Chrysalis Manufacturing Corp. incurred a debt to Husky International arising from Chrysalis’s purchase from Husky of components used in electronic devices. Over a period of four years, Chrysalis incurred a debt to Husky totaling over $160,000. There was no contention that this debt was incurred as the result of false representations or actual fraud. However, during the latter part of this same period, Daniel Ritz, a director and owner of Chrysalis, caused Chrysalis to transfer virtually all its assets to other companies Ritz also controlled. Husky sued Ritz under a Texas statute which allows creditors to hold shareholders responsible for corporate debts under circumstances involving actual fraud. After Ritz filed a personal bankruptcy petition under chapter 7, Husky brought an adversary proceeding against him seeking denial of the dischargeability of its debt under § 523(a)(2)(A). The District Court concluded the Ritz was liable under the Texas statute but also concluded that the debt was not obtained by actual fraud could be discharged. The Fifth Circuit affirmed, agreeing the debt could be discharged since it was not incurred by actual fraud as required by § 523(a)(2)(A).

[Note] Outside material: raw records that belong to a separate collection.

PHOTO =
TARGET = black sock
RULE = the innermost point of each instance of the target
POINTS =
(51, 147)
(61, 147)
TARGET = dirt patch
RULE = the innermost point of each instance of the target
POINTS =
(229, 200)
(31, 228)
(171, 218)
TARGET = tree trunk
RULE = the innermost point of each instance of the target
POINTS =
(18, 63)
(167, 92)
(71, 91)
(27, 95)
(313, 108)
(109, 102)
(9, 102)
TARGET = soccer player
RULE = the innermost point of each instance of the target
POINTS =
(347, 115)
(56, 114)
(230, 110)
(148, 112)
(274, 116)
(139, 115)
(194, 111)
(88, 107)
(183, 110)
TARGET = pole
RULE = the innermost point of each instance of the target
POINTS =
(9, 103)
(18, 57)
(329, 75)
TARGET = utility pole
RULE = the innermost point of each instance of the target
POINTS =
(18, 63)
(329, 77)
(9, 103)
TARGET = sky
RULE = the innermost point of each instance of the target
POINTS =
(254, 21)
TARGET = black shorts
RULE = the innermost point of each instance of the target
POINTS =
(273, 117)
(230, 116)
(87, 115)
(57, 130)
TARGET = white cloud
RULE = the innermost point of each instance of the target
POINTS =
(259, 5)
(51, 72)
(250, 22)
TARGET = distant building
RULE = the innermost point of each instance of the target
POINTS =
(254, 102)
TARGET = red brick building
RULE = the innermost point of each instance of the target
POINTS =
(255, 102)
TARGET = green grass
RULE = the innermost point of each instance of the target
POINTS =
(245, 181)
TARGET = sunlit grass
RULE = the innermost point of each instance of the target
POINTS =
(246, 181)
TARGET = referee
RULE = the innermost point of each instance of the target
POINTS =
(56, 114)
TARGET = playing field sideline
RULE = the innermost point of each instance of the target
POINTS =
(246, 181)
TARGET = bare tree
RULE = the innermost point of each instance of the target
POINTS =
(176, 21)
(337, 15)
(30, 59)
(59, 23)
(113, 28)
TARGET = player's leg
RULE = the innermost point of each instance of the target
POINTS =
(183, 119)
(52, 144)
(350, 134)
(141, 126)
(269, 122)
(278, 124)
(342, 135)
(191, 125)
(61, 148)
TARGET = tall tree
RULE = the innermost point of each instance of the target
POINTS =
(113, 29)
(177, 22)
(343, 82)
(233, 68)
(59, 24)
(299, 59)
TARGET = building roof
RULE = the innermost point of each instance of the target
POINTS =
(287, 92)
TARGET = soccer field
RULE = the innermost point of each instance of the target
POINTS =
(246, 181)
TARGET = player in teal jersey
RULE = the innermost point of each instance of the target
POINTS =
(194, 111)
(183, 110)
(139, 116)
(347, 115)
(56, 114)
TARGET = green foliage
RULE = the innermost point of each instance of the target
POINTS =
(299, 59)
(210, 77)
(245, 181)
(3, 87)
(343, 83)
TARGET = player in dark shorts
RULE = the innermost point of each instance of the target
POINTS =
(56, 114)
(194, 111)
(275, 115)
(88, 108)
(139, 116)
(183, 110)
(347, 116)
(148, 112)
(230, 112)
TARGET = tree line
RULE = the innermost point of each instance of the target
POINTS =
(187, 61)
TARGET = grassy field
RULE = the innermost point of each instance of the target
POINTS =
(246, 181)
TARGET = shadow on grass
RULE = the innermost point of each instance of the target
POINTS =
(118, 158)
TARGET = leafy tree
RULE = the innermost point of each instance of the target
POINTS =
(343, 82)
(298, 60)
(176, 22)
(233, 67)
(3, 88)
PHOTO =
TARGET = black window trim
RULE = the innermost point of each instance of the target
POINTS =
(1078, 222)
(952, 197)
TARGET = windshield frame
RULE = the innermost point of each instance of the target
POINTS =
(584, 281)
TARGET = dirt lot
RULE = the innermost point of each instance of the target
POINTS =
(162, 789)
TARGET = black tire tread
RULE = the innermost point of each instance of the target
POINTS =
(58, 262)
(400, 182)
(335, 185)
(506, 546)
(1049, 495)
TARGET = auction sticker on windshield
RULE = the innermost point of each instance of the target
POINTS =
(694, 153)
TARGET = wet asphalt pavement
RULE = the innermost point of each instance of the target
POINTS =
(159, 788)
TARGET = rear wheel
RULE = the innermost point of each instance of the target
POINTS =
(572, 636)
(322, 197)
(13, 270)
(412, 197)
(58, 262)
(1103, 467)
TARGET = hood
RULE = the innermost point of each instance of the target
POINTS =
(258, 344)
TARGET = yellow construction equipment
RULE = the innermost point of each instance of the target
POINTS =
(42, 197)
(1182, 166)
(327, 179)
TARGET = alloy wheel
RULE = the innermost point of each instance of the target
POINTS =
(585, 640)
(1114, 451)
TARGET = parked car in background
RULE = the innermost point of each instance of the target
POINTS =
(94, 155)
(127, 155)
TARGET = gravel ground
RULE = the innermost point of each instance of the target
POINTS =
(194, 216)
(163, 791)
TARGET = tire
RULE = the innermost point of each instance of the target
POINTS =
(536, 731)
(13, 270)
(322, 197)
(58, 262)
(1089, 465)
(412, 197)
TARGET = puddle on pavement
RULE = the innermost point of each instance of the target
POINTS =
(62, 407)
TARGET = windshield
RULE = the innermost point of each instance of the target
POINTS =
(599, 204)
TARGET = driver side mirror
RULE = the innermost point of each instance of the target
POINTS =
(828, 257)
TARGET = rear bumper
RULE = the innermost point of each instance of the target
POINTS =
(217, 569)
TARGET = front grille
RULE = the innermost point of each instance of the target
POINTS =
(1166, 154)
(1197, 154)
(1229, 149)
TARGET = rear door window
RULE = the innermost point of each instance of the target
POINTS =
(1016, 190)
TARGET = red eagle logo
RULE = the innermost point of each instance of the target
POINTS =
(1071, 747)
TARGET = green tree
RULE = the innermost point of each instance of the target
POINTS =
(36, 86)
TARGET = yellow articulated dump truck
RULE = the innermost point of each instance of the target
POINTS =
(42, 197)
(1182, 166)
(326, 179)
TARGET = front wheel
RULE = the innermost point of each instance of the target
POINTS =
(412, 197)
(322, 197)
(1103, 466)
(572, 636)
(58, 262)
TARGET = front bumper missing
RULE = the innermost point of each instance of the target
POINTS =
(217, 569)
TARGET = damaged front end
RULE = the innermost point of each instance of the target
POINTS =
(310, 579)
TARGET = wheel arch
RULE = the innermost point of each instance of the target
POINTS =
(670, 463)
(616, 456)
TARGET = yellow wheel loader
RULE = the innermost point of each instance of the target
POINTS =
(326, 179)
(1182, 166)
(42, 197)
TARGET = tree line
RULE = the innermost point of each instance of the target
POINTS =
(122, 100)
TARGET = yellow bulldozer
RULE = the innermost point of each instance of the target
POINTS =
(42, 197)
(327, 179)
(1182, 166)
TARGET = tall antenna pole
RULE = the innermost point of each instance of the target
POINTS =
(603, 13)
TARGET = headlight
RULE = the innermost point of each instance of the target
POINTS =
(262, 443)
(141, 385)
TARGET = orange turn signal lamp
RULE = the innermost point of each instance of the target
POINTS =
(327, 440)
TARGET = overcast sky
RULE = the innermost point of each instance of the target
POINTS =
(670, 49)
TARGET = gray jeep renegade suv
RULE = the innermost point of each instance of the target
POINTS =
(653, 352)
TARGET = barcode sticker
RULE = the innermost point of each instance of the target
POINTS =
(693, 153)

The Supreme Court reversed, holding the term “actual fraud” in § 523(a)(2)(A) “encompasses forms of fraud, like fraudulent conveyance schemes, that can be effected without a false representation.”
The Court commenced its analysis by first looking to the prior Bankruptcy Act, which prohibiting debtors from discharging debts obtained by false pretenses or false representations, but contained no provisions relating to situations which might constitute “actual fraud” but not fall within the meaning of false pretenses or false representations. Congress added the term “actual fraud” when it enacted the Bankruptcy Code in 1978. The addition of the words “actual fraud” were presumed by the Court to have “real and substantial effect.” The Court believed the words “actual fraud” were intended to mean something other than “false representation.” The Court then analyzed the historical meaning of the terms “actual fraud” and concluded the words have long included the type of fraudulent transfer scheme in which Ritz engaged. First, the Court noted the word “actual” has a simple meaning in the common law, and denotes any fraud that “involves moral turpitude or intentional wrong,” and stands in contrast to implied fraud or fraud in law. The Court stated “Thus, anything that counts as ‘fraud’ and is done with wrongful intent is ‘actual fraud.’”
The Court found analyzing the history of the word “fraud” to be more challenging, and although it “connotes deception or trickery generally,” was more difficult to precisely define. However, the Court noted the term “fraud” had long been used by courts to describe a debtor’s transfer of assets which impairs a creditor’s ability to collect a debt. The Court further noted that fraudulent conveyances at common law did not require a misrepresentation by a debtor to his creditor. The fraudulent conduct was not in inducing the creditor to extend credit but rather was in the act of concealment and hindrance. As a result, the Court determined the actual fraud need not be present at the inception of a credit transaction.